Dutch writer Frank Westerman will be speaking to Index on Censorship’s John Kampfner at the Free Word Centre tonight (book here).
Readers may have heard Westerman on Radio 4’s Today programme this morning (listen here), describing how he discovered the first known film of Turkmen people — Kara Bogaz — a Soviet propaganda film from the 1930s, showing how communism brought prosperity and civilisation to the nomadic people.
The film was never actually shown. Why? At the time, Stalin would demand that he be the first person to see all films made in the USSR. The film’s creator, Konstantin Paustovsky (who had adopted the film from his 1932 book), made the mistake of allowing the French communist critic Henri Barbusse see the film.
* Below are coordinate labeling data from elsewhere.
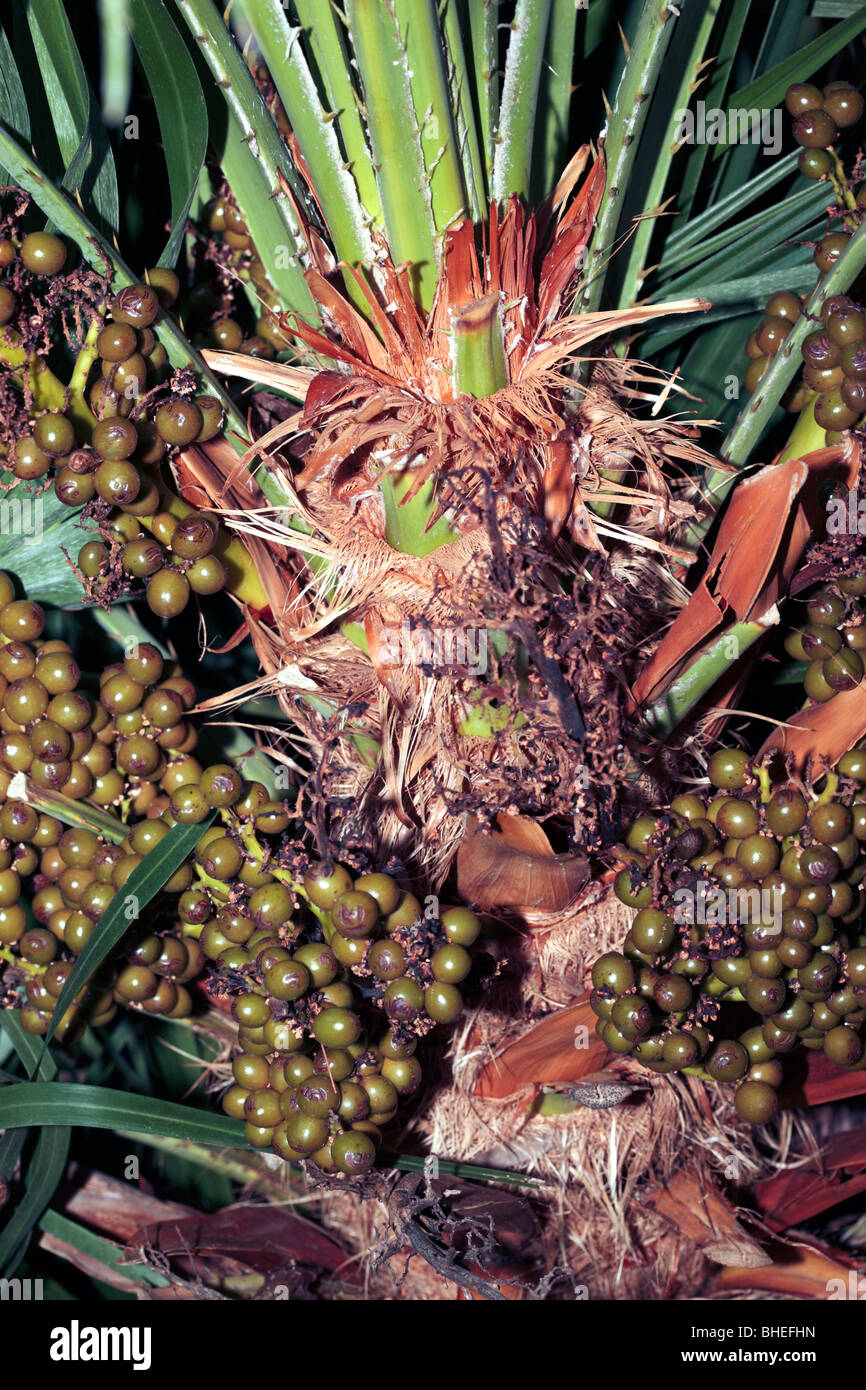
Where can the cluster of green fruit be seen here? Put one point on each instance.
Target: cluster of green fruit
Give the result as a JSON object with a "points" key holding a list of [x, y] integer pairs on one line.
{"points": [[127, 749], [831, 638], [834, 353], [834, 359], [332, 980], [135, 421], [225, 223], [747, 898], [818, 120], [319, 1076]]}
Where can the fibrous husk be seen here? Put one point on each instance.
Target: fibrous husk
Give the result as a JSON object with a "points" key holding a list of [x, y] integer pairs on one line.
{"points": [[633, 1197], [513, 471]]}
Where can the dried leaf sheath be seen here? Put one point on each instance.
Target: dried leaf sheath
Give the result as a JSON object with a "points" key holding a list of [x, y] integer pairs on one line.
{"points": [[510, 470]]}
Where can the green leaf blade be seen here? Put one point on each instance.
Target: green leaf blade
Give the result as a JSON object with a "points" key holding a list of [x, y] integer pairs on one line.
{"points": [[141, 887], [180, 104]]}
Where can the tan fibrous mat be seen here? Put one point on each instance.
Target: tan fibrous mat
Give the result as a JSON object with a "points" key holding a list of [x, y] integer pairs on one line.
{"points": [[598, 1169]]}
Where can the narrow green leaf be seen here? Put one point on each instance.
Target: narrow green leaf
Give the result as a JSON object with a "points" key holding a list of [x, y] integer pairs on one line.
{"points": [[99, 1248], [72, 812], [469, 132], [180, 103], [481, 20], [43, 1175], [512, 163], [769, 89], [117, 59], [624, 129], [97, 1107], [253, 156], [13, 102], [142, 884], [731, 298], [695, 230], [659, 142], [552, 149], [773, 225], [282, 52], [72, 106], [47, 1162], [726, 46], [473, 1172], [36, 1061], [327, 39], [395, 139], [419, 27], [780, 39]]}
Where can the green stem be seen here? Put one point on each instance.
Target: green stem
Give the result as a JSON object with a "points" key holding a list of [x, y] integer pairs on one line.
{"points": [[396, 142], [419, 25], [513, 160], [478, 363], [282, 52], [484, 42], [638, 248], [406, 521], [752, 420], [263, 143], [332, 57], [688, 688]]}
Barbusse subsequently praised Kara Bogaz in the pages of Izvestia, saying it portrayed a “great many authentically socialist moments” (incidentally, Barbusse died just three days after the publication of the review in August 1935).
Paustovsky and his filmmaking comrades, clearly terrified of the consequences of crossing Stalin, decided to stifle their film, through the odd tactic of stringing out the editing process indefinitely, thereby rendering the film unavailable for release.
Such a small, petty reason for stifling such a significant historical work. But as is often pointed out, tyrannies rule not through consistency, but through capriciousness. The subjugated must never know whether they’re on the right side or not from one day to the next.